Implementing Event Handling, Part One

Back in February I posted a bit about how script hosts such as Windows Script Host dynamically hook up event sources (objects) to event sinks (chunks of script that run when the event fires.) It has become apparent from some questions I've received recently that it would be helpful to have a more detailed explanation of how event handling works in COM, and how that applies to late-bound scripting languages.

We'll start in the early-bound world and then move into the scripting world next week.

Suppose you've got an object Timer that has methods Start and Stop, and event Tick. The methods are straightforward. We define an interface that has these methods on it:

interface ITimer : public IUnknown
{
public:
virtual void Start(int interval) = NULL;
virtual void Stop() = NULL;
}

When users want to call those methods, they just get a pointer to the IUnknown of the object, QueryInterface it for ITimer, and then call the appropriate method on the virtual function table.

But the user doesn't just want to call the timer. Not much point in that! They want the timer to inform some other piece of code whenever a tick event occurs. Somehow the sink - the listener function - is going to have to be called. This means that the timer code has to be running and it has to call some arbitrary code that it knows nothing about.

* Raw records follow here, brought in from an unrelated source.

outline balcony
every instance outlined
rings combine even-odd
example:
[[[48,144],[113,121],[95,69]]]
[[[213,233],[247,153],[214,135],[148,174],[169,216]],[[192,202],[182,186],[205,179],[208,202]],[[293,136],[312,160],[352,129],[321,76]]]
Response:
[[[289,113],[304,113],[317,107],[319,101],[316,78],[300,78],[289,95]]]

How the timer code manages to run itself is a topic for another day; today we'll just worry about getting the call from the source to the sink. The sink is going to have to somehow register itself with the source, and they'll negotiate what interface the source will call on the sink when the event occurs. In this case the sink wants to know when a tick happens, so the sink should implement something like

interface ITick : public IUnknown
{
public:
virtual void Tick(ITimer * pSource) = NULL;
}

OK, so suppose we have a source that implements ITimer and a sink that implements ITick. Somehow they have to get hooked up. (Error checking removed.)

pSource->QueryInterface(IID_IConnectionPointContainer, &pContainer);
pContainer->FindConnectionPoint(IID_ITick, &pConnection);
pConnection->Advise(pSink, &cookie);

The sink says to the source "do you contain connection points that can call me back on ITick?" The source says "sure, here's an object that you can register yourself with that will call you back". The sink then says "Super, here's a pointer back to me, and please give me a 'cookie' number that I can use to uniquely identify this relationship so that I can shut it down later."

The source now has a pointer to the sink, so when a tick event occurs, the source can call the sink.